Adele took off her coat and shook the rain off it before closing the door. ‘I just needed to see you,’ she said.
‘What’s the matter?’ her grandmother asked, getting out of her chair.
‘Nothing at all,’ Adele said, and lifting a basket up on to the table she took out a brightly wrapped present, a small pudding in a china basin, a bag of tangerines and a tin. ‘I just wanted you to have these for the morning,’ she said.
‘Don’t tell me you aren’t coming home tomorrow?’ her grandmother said, and the catch in her voice told Adele her instinct had been right, and she was feeling very alone.
‘Of course I’m still coming in the afternoon,’ Adele said, and reached out to pat Honour’s cheek affectionately. ‘I wouldn’t leave you alone on Christmas Day even if Wallis Simpson was calling in to give me a few of her old dresses.’
Honour thought Wallis was a she-devil, sent directly from hell to overthrow the monarchy. Yet despite her loathing of the woman, she often remarked that her clothes were sensational.
‘What’s in the tin?’ she asked, getting up to look.
‘A Christmas cake,’ Adele said with a smile. ‘Made and iced by my own fair hands.’
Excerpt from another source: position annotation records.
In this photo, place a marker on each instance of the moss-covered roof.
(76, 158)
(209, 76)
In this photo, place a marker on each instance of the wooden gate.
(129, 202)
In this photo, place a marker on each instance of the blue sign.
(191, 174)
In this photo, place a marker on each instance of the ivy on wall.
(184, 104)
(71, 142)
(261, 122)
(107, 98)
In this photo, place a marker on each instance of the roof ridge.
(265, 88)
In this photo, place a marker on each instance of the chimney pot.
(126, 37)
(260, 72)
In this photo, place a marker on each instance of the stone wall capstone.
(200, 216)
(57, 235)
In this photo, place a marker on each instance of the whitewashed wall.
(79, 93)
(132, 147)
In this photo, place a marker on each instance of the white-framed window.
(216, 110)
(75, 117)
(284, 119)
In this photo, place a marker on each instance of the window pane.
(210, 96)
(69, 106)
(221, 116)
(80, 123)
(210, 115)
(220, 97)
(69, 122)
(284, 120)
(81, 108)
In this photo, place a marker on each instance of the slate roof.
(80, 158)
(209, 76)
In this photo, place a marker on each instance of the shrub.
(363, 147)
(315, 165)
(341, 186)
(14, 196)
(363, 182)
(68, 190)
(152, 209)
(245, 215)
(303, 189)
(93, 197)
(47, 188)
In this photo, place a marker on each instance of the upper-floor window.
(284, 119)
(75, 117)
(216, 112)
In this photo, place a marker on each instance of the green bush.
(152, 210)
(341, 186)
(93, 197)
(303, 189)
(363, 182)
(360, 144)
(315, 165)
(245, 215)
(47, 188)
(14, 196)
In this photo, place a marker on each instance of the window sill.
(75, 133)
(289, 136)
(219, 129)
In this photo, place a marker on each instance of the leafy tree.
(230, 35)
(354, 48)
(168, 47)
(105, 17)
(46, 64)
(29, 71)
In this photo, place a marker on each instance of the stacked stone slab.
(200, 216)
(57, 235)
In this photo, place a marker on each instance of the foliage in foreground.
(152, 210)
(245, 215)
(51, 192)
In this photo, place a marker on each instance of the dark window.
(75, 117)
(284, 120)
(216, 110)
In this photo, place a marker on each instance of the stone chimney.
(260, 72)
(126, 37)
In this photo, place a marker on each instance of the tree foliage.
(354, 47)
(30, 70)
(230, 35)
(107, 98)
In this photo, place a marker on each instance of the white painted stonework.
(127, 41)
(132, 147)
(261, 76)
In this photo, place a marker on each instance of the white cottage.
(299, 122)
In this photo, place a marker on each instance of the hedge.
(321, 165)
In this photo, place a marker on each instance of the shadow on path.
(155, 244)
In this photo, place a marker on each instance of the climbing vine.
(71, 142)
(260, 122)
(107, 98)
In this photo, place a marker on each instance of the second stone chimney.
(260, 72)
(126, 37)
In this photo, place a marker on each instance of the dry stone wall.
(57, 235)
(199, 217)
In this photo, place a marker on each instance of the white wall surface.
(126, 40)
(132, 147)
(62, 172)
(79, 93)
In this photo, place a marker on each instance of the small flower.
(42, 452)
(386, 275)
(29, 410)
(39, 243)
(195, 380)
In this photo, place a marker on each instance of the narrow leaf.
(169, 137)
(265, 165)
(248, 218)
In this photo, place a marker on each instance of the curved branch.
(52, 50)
Adele watched as her grandmother lifted the lid, but instead of the expected questions, or even a little sarcasm that the icing wasn’t too smooth, she saw a tear trickle down Honour’s cheek.
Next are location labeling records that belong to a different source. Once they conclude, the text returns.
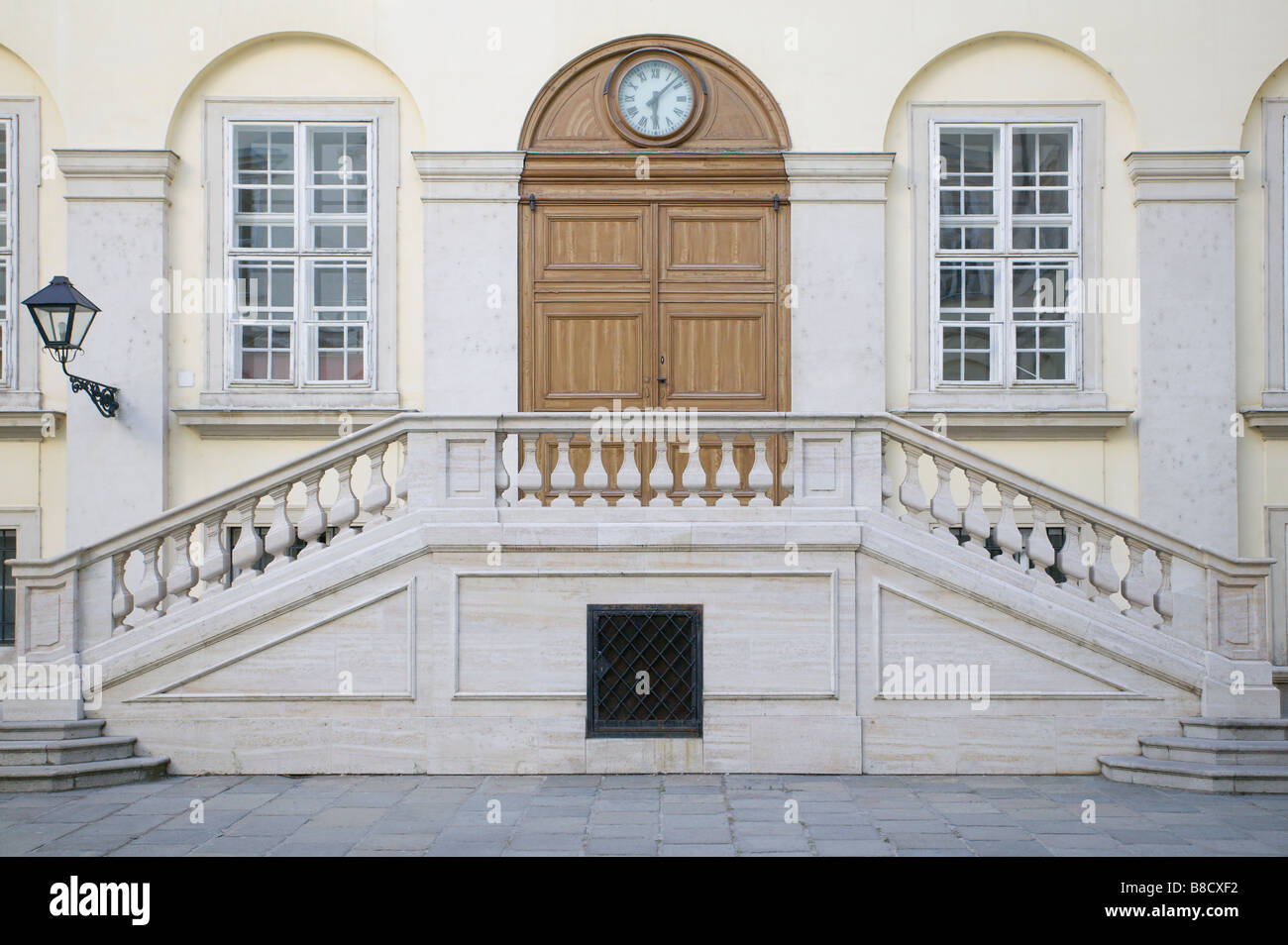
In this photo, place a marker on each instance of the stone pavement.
(669, 815)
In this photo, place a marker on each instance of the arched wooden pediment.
(571, 114)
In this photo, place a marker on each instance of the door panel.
(590, 352)
(717, 356)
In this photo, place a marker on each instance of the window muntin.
(1006, 250)
(300, 253)
(7, 257)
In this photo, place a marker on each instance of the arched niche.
(571, 112)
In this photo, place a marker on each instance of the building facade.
(965, 329)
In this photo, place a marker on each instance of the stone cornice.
(469, 176)
(111, 174)
(1197, 176)
(838, 178)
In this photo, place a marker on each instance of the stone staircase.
(1231, 756)
(65, 755)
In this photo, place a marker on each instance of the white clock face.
(656, 98)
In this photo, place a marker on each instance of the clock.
(656, 97)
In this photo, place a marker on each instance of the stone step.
(1214, 779)
(48, 731)
(1235, 729)
(1216, 751)
(90, 774)
(71, 751)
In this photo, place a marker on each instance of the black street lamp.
(62, 317)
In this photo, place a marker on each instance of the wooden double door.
(655, 303)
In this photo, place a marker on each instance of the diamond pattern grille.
(665, 644)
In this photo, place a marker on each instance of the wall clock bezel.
(678, 59)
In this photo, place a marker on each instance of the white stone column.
(117, 202)
(1185, 261)
(838, 274)
(472, 280)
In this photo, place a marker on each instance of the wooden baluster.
(1009, 537)
(123, 601)
(943, 506)
(726, 473)
(1133, 587)
(1069, 559)
(250, 548)
(346, 507)
(760, 477)
(151, 595)
(695, 476)
(1038, 545)
(975, 520)
(595, 477)
(1163, 595)
(789, 473)
(214, 554)
(377, 494)
(1104, 576)
(281, 533)
(629, 476)
(661, 479)
(183, 576)
(563, 479)
(313, 518)
(502, 475)
(529, 473)
(911, 494)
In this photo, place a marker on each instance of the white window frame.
(1083, 387)
(222, 386)
(20, 381)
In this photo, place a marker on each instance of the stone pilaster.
(1185, 259)
(838, 275)
(117, 204)
(472, 280)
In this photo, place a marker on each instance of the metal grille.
(644, 670)
(8, 550)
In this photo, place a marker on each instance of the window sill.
(1026, 424)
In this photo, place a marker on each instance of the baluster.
(595, 479)
(400, 481)
(123, 601)
(250, 548)
(695, 477)
(911, 493)
(726, 473)
(346, 507)
(661, 477)
(313, 519)
(760, 477)
(529, 473)
(1133, 588)
(375, 499)
(629, 476)
(789, 483)
(1009, 537)
(975, 520)
(281, 533)
(1163, 595)
(887, 479)
(563, 479)
(1069, 561)
(151, 592)
(183, 576)
(502, 476)
(943, 506)
(1038, 546)
(214, 554)
(1104, 576)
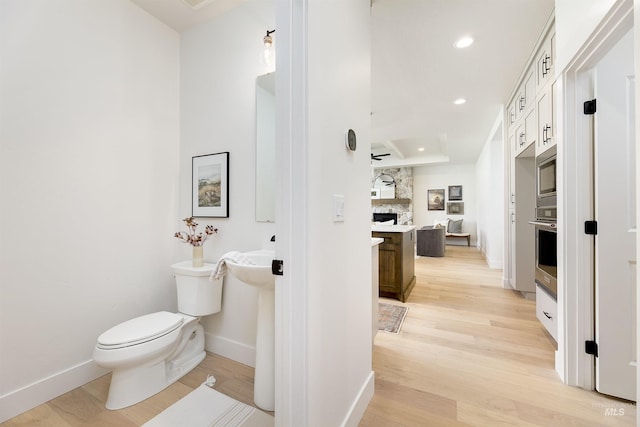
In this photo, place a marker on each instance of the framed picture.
(455, 208)
(455, 192)
(435, 200)
(210, 185)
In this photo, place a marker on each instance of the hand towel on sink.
(221, 267)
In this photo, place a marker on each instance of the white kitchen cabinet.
(546, 120)
(545, 61)
(526, 134)
(530, 130)
(522, 234)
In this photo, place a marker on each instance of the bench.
(460, 236)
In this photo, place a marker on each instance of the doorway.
(615, 213)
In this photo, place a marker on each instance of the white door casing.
(615, 212)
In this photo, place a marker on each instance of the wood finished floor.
(472, 353)
(469, 353)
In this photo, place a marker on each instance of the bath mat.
(390, 317)
(205, 407)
‘I didn’t take the ingredients,’ Adele said hastily. ‘I bought them, but I didn’t think there was anything wrong with putting two cakes in the oven at the same time.’
‘It’s beautiful,’ her grandmother said, her voice soft and low. She wiped away the tear and smiled. ‘You’
ve gone a long way from that little waif I took in five years ago. That was the best day’s work I ever did.’
A tingle went down Adele’s spine at hearing the love in her grandmother’s voice.
‘A pudding too!’ Honour exclaimed. ‘So mind you don’t stuff yourself up at the house and have no room for your dinner here!’
‘I’ll have to go back now,’ Adele said. ‘Open the present in the morning.’
Her grandmother shook her head. ‘No, I’ll wait for you to come. So don’t let them keep you there too late.’
As Adele walked back through the driving rain to Winchelsea she offered up a little prayer that by the end of Christmas Mrs Bailey would tell her she was going back to her husband in Hampshire.
She didn’t want to be a servant any longer, she knew what it really meant now. A couple of years ago she had thought that it was purely earning money by taking care of someone richer. To her it had been no different to a bricklayer building a house for someone else, or a butcher selling his meat to his customers.
But it wasn’t like that at all. The reality of a servant’s place in society had been driven home today when Michael and his family arrived. His father had stuck his hat and coat in her arms and walked into the drawing room, and the others had followed suit, even the two children. As though she was a coat stand.
Michael sort of shrugged and gave her a tight-lipped smile. He at least hung his coat up himself, but he went on in after the rest of them and closed the door behind him.
Michael had sat drinking ginger beer in her granny’s kitchen, he’d helped skin rabbits, and collected wood, like one of the family. Yet although Adele cleaned up his mother’s vomit, coaxed her into eating, washed and ironed her clothes and slept in her house to make sure she didn’t burn it down, she couldn’t talk to Michael in front of his family. She could say ‘Merry Christmas’, or ‘Shall I take your hat, sir?’ But not ‘How are you getting on at Oxford? Do tell me all about it!’